Tuesday 24 June 2025
London

This opening panel examined how shifting global power dynamics, escalating conflict, and growing climate insecurity were reverberating across the Middle East, Africa, and Asia. Despite widespread recognition of the need for integrated security, development, and peacebuilding responses, speakers noted that increased emphasis on defence and reduced foreign aid risked exacerbating instability. The discussion helped frame the conference by highlighting implications for regional and local actors and exploring how research, policy, and practitioner communities might respond to these evolving challenges.

Listen to the full panel session

XCEPT · Panel 1: Regional perspectives on coping with a changing global context

Speaker insight: Biruk Terrefe

Panellists:

Biruk Terrefe – University of Bayreuth

Biruk Terrefe is a Lecturer in the Politics and Sociology of Africa at the University of Bayreuth and a Research Associate at Oxford University’s African Studies Centre .His research lies at the intersection of political science, development studies, and geography, and currently spans two main areas of interest. The first area investigates the relationship between infrastructure and state-building, particularly how large energy, transport, and logistics systems have shaped (and are shaped by) political orders and overlapping sovereignties, especially in the Horn of Africa. His second area of research focuses on urbanisation and the political and social struggles that arise in cities, their peripheries, and hinterlands.

Maha Yahya – Malcolm H. Kerr Carnegie Middle East Center

Maha Yahya is the director of the Carnegie Middle East Center in Beirut, where her work focuses on political violence and identity politics; pluralism, development and social justice after the Arab uprisings; the challenges of citizenship; and the political and socio-economic implications of the migration/refugee crisis. Maha is a research director for the Carnegie Middle East Center component for XCEPT. 

Mushtaq Khan – School of Oriental & African Studies (SOAS)

Prof. Mushtaq Khan is head of the FCDO (UK government)-funded Anti-Corruption Evidence Research Consortium (SOAS-ACE) and joint head of the FCDO funded SOAS-Yale partnership, Research and Evidence on Nepal’s Transition (RENT), working with the British Embassy in Kathmandu.He is a leading thinker on political settlements (an analytical framework he developed for assessing why institutions perform differently across countries), effective policy implementation, governance, industrial policy, institutional economics, political economy, and anti-corruption.

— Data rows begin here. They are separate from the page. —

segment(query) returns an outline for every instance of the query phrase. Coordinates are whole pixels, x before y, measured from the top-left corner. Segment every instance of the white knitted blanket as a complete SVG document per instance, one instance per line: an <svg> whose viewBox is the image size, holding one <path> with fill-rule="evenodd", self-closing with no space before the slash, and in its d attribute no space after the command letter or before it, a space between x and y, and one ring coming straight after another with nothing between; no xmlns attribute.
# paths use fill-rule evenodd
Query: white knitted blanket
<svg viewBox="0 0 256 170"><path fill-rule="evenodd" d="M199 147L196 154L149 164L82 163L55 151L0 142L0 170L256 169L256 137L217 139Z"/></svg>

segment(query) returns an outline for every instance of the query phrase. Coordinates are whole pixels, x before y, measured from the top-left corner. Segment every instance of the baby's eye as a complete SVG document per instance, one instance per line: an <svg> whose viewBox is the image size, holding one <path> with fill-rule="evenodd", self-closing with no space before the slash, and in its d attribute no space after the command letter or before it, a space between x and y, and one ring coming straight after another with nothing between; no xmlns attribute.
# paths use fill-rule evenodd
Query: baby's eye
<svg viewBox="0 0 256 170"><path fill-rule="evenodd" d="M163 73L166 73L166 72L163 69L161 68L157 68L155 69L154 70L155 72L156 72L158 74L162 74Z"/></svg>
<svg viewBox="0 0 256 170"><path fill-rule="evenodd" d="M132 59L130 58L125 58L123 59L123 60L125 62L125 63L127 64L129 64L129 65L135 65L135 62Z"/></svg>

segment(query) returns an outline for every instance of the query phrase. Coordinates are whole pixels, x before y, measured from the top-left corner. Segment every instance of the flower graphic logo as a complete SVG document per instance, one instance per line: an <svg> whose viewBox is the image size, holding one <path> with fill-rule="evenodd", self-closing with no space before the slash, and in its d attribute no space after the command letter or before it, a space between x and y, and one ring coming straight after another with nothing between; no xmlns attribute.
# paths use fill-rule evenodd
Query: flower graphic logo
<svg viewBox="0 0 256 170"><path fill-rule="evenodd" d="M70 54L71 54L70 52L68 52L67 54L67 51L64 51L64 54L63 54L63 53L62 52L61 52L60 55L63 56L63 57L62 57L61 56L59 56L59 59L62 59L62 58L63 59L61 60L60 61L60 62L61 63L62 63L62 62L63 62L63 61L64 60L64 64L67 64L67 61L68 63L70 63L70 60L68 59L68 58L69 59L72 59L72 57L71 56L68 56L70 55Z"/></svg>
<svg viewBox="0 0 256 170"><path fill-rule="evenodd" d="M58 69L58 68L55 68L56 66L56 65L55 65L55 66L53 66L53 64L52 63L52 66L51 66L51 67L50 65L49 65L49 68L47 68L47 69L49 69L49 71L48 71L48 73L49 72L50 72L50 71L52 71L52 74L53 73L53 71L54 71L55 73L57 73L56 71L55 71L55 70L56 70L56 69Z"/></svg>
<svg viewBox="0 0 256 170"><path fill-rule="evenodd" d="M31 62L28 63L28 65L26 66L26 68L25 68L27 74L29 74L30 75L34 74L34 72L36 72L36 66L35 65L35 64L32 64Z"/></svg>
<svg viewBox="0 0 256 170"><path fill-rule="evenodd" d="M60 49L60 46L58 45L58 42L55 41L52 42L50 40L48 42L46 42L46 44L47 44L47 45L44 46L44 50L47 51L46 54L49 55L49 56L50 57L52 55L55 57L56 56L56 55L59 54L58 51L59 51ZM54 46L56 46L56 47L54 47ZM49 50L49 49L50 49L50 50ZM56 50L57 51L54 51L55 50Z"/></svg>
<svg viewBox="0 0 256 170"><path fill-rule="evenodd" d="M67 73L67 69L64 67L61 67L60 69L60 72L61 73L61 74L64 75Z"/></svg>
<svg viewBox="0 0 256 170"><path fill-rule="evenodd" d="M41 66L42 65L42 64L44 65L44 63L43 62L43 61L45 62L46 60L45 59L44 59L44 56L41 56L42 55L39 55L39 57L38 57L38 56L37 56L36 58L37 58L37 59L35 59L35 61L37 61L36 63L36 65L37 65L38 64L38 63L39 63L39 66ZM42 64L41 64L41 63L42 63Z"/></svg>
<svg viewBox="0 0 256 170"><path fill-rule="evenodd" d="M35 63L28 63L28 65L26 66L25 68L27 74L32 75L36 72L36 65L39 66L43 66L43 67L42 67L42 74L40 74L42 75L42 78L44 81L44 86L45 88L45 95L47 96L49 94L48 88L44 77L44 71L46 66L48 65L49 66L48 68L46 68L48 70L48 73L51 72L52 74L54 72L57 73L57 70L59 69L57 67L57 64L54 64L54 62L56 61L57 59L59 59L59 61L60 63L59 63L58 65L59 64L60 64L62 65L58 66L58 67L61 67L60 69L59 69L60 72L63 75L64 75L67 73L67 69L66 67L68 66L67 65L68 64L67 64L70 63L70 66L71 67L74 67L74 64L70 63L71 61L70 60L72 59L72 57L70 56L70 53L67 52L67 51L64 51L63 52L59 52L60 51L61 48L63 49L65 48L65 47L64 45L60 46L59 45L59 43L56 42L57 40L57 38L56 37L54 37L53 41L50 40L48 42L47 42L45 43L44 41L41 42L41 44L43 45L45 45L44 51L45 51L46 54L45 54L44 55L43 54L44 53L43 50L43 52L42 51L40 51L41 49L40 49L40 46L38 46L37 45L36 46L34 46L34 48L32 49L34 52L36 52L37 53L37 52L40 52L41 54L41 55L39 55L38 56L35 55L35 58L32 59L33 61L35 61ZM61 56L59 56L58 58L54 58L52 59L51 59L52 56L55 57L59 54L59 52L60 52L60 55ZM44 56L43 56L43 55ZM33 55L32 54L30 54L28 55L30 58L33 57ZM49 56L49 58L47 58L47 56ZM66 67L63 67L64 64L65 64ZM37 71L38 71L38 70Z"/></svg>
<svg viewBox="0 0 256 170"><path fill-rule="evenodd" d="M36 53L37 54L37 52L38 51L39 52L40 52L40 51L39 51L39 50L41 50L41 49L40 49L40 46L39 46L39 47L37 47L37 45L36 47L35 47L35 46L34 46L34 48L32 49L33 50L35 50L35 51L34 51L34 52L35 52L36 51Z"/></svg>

Sanam Vakil – Chatham House

Dr Sanam Vakil is the director of the Middle East and North Africa Programme at Chatham House. Her expertise spans Iranian and Gulf politics, regional security dynamics, and US foreign policy, with a particular focus on the evolving strategic landscape of the Middle East and its global connectivity.  In addition to her policy work, Sanam holds the James Anderson Professorial Lectureship in Middle East Studies at the Johns Hopkins School of Advanced International Studies (SAIS Europe) in Bologna, Italy, where she has taught Middle East politics since 2008.

Moderator:

Ruth Citrin – XCEPT

Dr Ruth Citrin directs research and evidence with the UK Division of Chemonics International. Ruth brings a rare, proven ability to translate research and analysis into actionable policy and previously served as director for Syria at the White House National Security Council, policy planner on then Secretary John Kerry’s staff, and senior Levant analyst with the US Department of State. She is the former director of the European Council on Foreign Relations (ECFR) Middle East and North Africa programme.